Lee Simon J Craddock
Department of Clinical Sciences Division of Ethics & Health Policy University of Texas Southwestern Medical Center at Dallas, USA.
Health Risk Soc. 2010 Apr;12(2):101-117. doi: 10.1080/13698571003637048.
A core logic of cancer control and prevention, like much in public health, turns on the notion of decision-making under conditions of uncertainty. Population-level data are increasingly used to develop risk profiles, or estimates, that clinicians and the consumer public may use to guide individual decisions about cancer screening. Individual risk perception forms a piece of a larger social economy of decision-making and choice that makes population screening possible. Individual decision-making depends on accessing and interpreting available clinical information, filtered through the lens of personal values and both cognitive and affective behavioral processes. That process is also mediated by changing social roles and interpersonal relationships. This paper begins to elucidate the influence of this "social context" within the complexity of cancer screening. Reflecting on current work in risk and health, I consider how ethnographic narrative methods can enrich this model.

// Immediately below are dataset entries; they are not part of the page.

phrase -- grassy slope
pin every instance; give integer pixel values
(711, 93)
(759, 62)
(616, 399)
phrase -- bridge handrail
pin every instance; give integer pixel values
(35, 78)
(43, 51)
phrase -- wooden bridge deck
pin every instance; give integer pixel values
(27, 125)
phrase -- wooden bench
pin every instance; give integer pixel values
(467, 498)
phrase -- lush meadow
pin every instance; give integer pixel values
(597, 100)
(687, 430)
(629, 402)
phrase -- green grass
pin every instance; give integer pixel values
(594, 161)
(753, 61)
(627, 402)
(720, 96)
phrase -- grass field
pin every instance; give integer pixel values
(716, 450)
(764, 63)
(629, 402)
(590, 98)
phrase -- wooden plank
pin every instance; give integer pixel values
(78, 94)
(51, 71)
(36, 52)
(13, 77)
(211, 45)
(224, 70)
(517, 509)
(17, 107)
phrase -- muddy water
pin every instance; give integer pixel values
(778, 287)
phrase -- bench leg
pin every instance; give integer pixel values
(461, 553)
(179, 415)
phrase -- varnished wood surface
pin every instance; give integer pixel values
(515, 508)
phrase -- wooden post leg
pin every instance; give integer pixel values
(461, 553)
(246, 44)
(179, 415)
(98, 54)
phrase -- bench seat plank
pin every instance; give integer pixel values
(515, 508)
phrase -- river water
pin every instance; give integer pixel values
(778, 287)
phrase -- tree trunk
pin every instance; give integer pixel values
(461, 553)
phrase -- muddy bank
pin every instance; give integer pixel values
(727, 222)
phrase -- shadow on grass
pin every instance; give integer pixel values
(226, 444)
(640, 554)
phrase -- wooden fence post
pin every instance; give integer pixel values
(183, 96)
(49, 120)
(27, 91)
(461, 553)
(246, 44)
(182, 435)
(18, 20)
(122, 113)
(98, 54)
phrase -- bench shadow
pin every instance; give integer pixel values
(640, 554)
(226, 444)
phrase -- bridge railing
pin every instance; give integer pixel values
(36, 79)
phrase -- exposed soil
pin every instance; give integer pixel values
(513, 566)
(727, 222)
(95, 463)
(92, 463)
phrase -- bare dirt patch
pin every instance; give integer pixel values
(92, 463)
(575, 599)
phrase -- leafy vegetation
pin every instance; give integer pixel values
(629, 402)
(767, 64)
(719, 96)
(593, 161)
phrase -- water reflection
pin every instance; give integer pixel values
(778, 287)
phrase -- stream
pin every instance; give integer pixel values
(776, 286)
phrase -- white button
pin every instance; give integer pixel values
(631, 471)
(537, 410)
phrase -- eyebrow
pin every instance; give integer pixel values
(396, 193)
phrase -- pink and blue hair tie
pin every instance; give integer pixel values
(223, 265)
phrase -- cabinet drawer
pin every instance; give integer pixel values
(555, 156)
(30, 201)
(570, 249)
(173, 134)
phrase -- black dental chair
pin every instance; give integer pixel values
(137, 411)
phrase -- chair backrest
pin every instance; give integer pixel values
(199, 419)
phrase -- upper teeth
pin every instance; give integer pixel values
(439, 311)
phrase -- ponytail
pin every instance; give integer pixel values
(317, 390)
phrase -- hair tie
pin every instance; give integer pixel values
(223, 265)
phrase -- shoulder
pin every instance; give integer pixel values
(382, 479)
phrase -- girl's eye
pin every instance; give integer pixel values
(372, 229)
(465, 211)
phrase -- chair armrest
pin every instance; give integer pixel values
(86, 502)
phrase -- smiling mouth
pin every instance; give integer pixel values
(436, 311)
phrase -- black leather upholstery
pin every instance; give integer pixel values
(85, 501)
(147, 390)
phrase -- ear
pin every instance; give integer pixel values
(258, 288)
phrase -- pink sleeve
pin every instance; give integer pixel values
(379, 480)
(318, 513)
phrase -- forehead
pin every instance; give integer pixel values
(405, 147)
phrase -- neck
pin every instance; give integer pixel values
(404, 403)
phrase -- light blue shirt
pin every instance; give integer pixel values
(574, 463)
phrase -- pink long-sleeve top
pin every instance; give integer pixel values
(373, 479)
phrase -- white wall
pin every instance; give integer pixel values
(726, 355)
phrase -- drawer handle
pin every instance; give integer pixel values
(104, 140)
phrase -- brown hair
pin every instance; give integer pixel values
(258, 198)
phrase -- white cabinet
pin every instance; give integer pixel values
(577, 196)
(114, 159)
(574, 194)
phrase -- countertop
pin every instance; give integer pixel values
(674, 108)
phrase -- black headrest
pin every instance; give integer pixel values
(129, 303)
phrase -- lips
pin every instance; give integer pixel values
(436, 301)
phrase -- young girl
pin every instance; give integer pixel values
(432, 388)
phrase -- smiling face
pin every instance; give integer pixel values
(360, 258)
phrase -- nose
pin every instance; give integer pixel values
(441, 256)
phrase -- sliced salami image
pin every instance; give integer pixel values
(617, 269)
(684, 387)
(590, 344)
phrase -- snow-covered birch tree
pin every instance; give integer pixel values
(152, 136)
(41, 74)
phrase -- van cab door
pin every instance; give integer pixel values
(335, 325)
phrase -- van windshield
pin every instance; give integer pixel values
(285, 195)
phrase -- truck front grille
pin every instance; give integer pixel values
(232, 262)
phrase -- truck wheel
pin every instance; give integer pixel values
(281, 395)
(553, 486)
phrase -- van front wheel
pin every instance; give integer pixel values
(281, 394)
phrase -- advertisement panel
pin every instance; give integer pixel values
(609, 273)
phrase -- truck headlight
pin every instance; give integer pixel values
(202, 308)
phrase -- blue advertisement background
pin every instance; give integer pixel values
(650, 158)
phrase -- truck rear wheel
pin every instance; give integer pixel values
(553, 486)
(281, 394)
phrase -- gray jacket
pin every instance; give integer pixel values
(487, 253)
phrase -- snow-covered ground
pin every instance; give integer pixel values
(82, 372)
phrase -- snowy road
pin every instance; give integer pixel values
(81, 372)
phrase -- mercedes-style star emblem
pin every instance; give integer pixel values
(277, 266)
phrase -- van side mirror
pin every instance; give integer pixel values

癌症控制与预防的一个核心逻辑,与公共卫生领域的许多方面一样,取决于不确定性条件下的决策概念。越来越多的人群层面数据被用于制定风险概况或估计值,临床医生和普通民众可以利用这些来指导有关癌症筛查的个人决策。个体风险认知构成了一个更大的决策与选择社会经济体系的一部分,正是这个体系使得人群筛查成为可能。个体决策取决于获取和解读可用的临床信息,这些信息通过个人价值观以及认知和情感行为过程的视角进行过滤。这个过程还受到不断变化的社会角色和人际关系的调节。本文开始阐明这种“社会背景”在癌症筛查复杂性中的影响。通过反思当前在风险与健康方面的工作,我思考了人种志叙事方法如何能够丰富这一模式。